Your Aunt Shirley and Uncle Gene have the coolest car ever built
My grandfather invests some money in stocks and when the stock is sold the money goes to your Aunt Shirley. She and your Uncle Gene use that money to buy a brand new 1953 Studebaker Champion. There are only 5000 Studebaker Champions built that year. It is sleek like an arrow, built low to the ground and painted crimson red. There is a powerful V8 engine under that long low hood that makes this automobile pulse with life. It also has door locks that will keep the doors from flying open in an accident. This is something the big three automakers have not begun to think about. I would have killed to have this automobile.
Seven of us pile into that little car one summer day. There is my mother, my stepfather, myself, your aunt and uncle, and my two nephews. There is not a lot of room to move or breathe.
We stop for gas on the way to Glacier National Park and your Aunt Shirley gets out to go to the bathroom. All those present pile back into the little Studebaker and off down the road we go. Several minutes pass and my nephew, Ron, starts whining about the fact his mother is not in the car. Your Uncle Gene whips the little Studebaker around and goes back for your Aunt Shirley who is now standing out by the gas pumps looking rather forlorn. She piles in and once again we are squashed, barely able to breathe or move a muscle.
It is significant that I am writing more paragraphs about your Aunt Shirley and Uncle Gene’s automobile than I am about them. What is wrong with this picture? Now, revealed for the first time the true story about the old Model T Ford that she and your Uncle Jim once owned.
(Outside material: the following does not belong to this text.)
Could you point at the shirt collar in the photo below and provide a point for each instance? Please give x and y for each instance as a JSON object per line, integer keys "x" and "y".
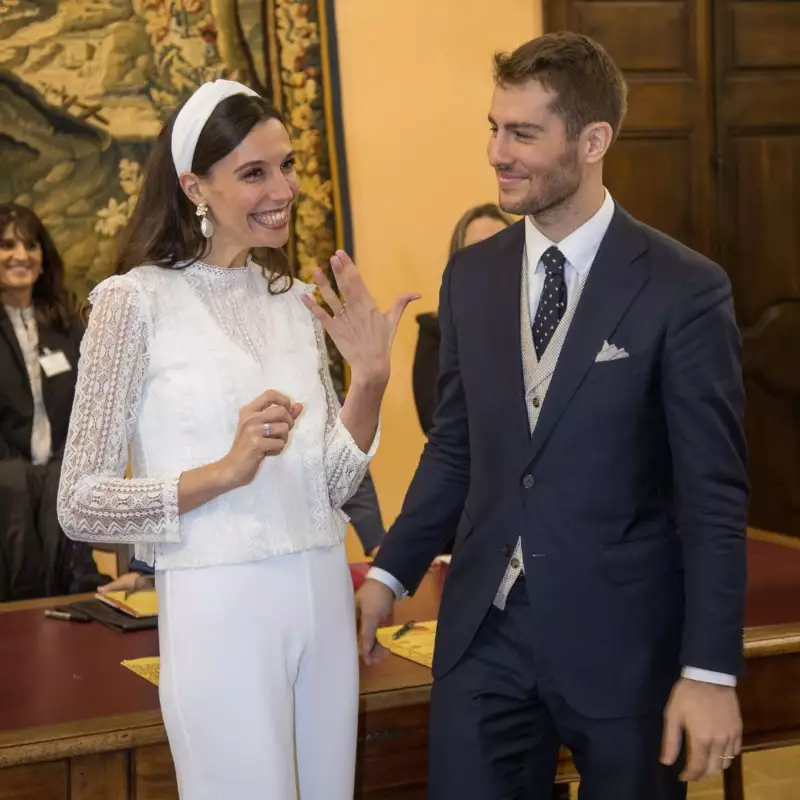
{"x": 580, "y": 247}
My grandfather, upon his passing, left those two the grand sum of $50.00 to be divided evenly. They decide to pool that grand sum and purchase an old Model T Ford. Now this joint ownership arrangement causes a number of squabbles between those two. I can still remember, to this day, the arguments about whose day it is to drive, whose turn it is to drive and where it is going to be driven. One day your Aunt Shirley allows her boy friend to drive the old Model T and he promptly runs into another car and causes a lot of damage to that car.
The only damages to the Model T were a few scratches on the front bumper. There is a lot of hollering about who is going to pay for the damage to the other car. Your Aunt Shirley’s boyfriend didn’t have any money, so he can’t pay and your Aunt is bereft of funds, so that leaves only my mother to pay for the damages. Our mother finally has to come up with some money to pay for the damage to the other car.